Consideration for Bail in Court
1. Nature of the offence will determine whether it is a simple offence, serious offence or capital offence.
2. The severity of the punishment; how many years imprisonment is it likely to attract?
3. The criminal records of the accused: is the accused a known criminal? This is likely to affect his grant of bail. He must be able to show good character.
4. The likelihood of the accused committing further offences while on bail will be looked at by the court.
5. Is the accused likely to interfere with investigation of the offence?
6. The most important consideration is if the accused will jump bail or run away and not face his trial. Bail shall be denied.
Sometimes bail is denied for the protection of the accused if it appears his freedom might lead to other offences.
Although all the factors mentioned above are not strictly adhered in granting bail, all or many of these factors must apply in any given case. One factor may be applied in a particular case to guide a trial court. The terms of bail are fixed with regards to the circumstance of the case.

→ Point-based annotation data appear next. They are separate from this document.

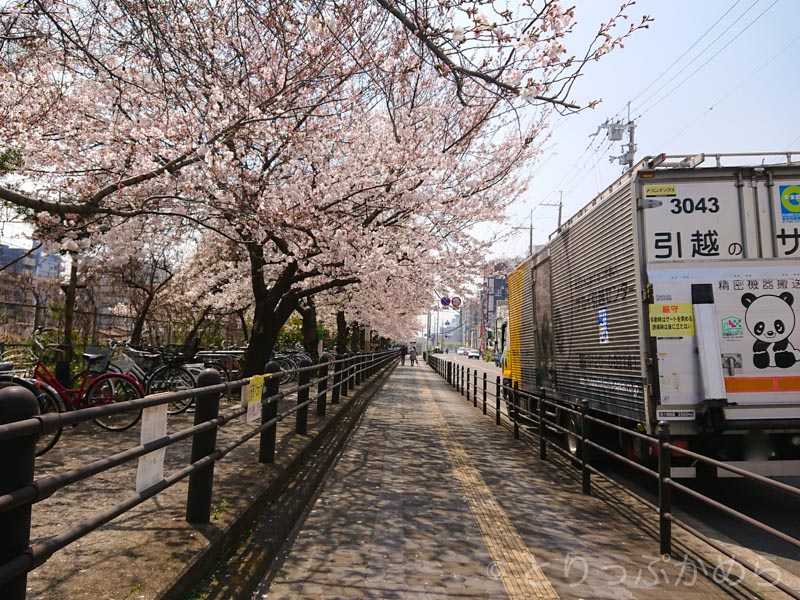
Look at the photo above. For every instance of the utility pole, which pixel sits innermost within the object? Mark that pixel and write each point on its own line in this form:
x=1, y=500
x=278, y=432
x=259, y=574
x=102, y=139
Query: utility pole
x=615, y=130
x=559, y=205
x=530, y=239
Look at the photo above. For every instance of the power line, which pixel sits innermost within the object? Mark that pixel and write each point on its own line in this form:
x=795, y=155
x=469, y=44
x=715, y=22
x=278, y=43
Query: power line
x=689, y=49
x=713, y=56
x=726, y=96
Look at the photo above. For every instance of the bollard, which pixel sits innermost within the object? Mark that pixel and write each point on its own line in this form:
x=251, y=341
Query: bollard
x=664, y=490
x=542, y=424
x=357, y=368
x=304, y=377
x=497, y=393
x=322, y=385
x=484, y=391
x=201, y=483
x=16, y=471
x=337, y=379
x=272, y=385
x=585, y=449
x=351, y=368
x=344, y=384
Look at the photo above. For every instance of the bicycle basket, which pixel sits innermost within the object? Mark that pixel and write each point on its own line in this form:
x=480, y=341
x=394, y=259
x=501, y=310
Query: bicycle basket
x=24, y=361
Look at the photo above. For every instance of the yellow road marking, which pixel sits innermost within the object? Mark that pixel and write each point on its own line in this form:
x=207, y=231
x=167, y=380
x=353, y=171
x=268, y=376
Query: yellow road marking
x=521, y=576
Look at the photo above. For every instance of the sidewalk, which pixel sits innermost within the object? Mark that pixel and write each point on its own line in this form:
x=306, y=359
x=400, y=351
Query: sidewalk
x=431, y=499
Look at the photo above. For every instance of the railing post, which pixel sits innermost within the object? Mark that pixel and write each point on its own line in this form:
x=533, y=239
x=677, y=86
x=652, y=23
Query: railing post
x=16, y=471
x=272, y=385
x=664, y=490
x=345, y=385
x=542, y=424
x=322, y=385
x=304, y=378
x=357, y=368
x=201, y=483
x=485, y=375
x=337, y=379
x=351, y=370
x=497, y=396
x=585, y=448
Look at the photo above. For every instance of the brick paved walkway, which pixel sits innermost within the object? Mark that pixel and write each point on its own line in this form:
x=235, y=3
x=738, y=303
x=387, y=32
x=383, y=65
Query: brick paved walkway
x=431, y=500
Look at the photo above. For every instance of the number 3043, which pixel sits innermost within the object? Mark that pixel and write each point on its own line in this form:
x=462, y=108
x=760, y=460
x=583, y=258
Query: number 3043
x=690, y=205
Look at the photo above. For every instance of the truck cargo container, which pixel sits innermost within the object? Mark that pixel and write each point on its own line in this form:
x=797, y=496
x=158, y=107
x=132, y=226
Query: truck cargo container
x=673, y=296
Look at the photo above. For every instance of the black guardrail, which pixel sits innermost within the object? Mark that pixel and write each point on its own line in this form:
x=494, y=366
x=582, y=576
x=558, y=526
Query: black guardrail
x=547, y=417
x=21, y=424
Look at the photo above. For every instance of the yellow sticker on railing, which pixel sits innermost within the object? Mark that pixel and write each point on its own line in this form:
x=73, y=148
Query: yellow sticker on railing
x=253, y=394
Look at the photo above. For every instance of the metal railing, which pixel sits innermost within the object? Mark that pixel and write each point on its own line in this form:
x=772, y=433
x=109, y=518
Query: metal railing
x=546, y=415
x=21, y=424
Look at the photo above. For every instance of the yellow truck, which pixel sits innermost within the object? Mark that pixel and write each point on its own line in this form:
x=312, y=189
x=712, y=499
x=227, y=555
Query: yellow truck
x=673, y=296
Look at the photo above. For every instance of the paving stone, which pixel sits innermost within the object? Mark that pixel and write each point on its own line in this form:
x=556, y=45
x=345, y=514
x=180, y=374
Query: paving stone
x=430, y=499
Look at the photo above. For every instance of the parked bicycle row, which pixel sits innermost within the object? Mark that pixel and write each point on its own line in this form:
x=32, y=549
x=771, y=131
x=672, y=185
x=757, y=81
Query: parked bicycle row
x=120, y=374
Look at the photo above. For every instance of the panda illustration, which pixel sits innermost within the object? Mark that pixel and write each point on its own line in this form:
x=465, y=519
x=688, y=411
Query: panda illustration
x=770, y=319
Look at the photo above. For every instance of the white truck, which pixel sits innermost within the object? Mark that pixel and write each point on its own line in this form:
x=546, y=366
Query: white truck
x=674, y=296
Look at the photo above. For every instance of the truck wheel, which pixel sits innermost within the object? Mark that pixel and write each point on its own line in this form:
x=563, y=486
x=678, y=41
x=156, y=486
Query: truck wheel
x=573, y=438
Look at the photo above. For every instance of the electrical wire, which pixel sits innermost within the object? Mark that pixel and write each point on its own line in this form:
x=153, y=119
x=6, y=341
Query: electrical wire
x=726, y=96
x=713, y=56
x=677, y=60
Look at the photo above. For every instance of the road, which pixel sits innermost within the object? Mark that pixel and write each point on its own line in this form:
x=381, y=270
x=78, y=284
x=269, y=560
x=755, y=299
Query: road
x=772, y=507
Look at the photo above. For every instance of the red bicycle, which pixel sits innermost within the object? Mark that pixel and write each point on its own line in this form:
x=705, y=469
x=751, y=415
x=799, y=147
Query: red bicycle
x=97, y=388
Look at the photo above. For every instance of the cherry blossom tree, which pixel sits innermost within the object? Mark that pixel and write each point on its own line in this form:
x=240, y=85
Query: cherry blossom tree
x=316, y=145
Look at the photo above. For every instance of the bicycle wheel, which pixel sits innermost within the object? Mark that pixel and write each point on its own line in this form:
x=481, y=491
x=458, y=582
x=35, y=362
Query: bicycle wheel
x=288, y=366
x=112, y=389
x=47, y=405
x=172, y=378
x=223, y=372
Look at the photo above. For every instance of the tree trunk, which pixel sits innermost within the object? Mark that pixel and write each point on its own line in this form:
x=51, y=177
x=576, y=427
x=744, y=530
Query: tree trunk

Both the police and court may admit to bail a person alleged to have committed an offence in such terms and conditions as they deem fit.
Terms of Bail
1. Bail on Self Recognizance: A person may be granted bail on his own recognizance. The accused is not required to execute any bond nor bring any surety being a reputable member of the society, a high standing person in the society and the court is satisfied that he would appear to stand his trial.
2. A person may be admitted to bail on condition that he executes a bond for the fixed sum. A bond is a written undertaken executed by a person to be admitted to bail that if he default on the bail arrangement, does not appear to face trial, he will forfeit a particular amount to court.
3. Bail with bond and surety: the accused executes a bond personally at the same time provide surety to guarantee his attendance in court. The number and qualification of sureties may be fixed by the court.
4. Deposit of money in lieu of bond or surety: This is a situation where the accused may apply to deposit money in lieu of bond/surety. If he is finding it difficult to get required surety, then he can ask for deposit of money. This can also be done for personal reasons by the accused. In the north, the court can ask the accused to deposit money in lieu of bond but not so in the south. The new law in Lagos 116(2) ACJL 2011 empowers the court to ask the accused to deposit money in lieu.
Consequences of Jumping Bail
Jumping bail simply means running away, absconding, and not coming for trial.
The court will do the following in case such happens;
1. The court may revoke the bail
2. Court may issue a bench warrant for his arrest and that he be brought to court subsequently.
3. If he entered into a bond, the court will require him to show cause why the bond should not be forfeited and if he is unable to show cause (give reason), he will forfeit the bond and he will be liable to pay the amount stated to the court. If bail was granted with surety, the surety will be invited to show cause on why his bond should not be forfeited though this is not automatic. The surety will be brought to trial if the surety is unable to give good reasons why the bail should not be forfeited, he shall pay the sum forfeited or have his property taken and sometimes sent to prison.
So surety must be careful and be sure to be familiar with the accused before standing as surety and signing a bond. An order of forfeiture made by a court(loss of surety’s property) is subject to appeal.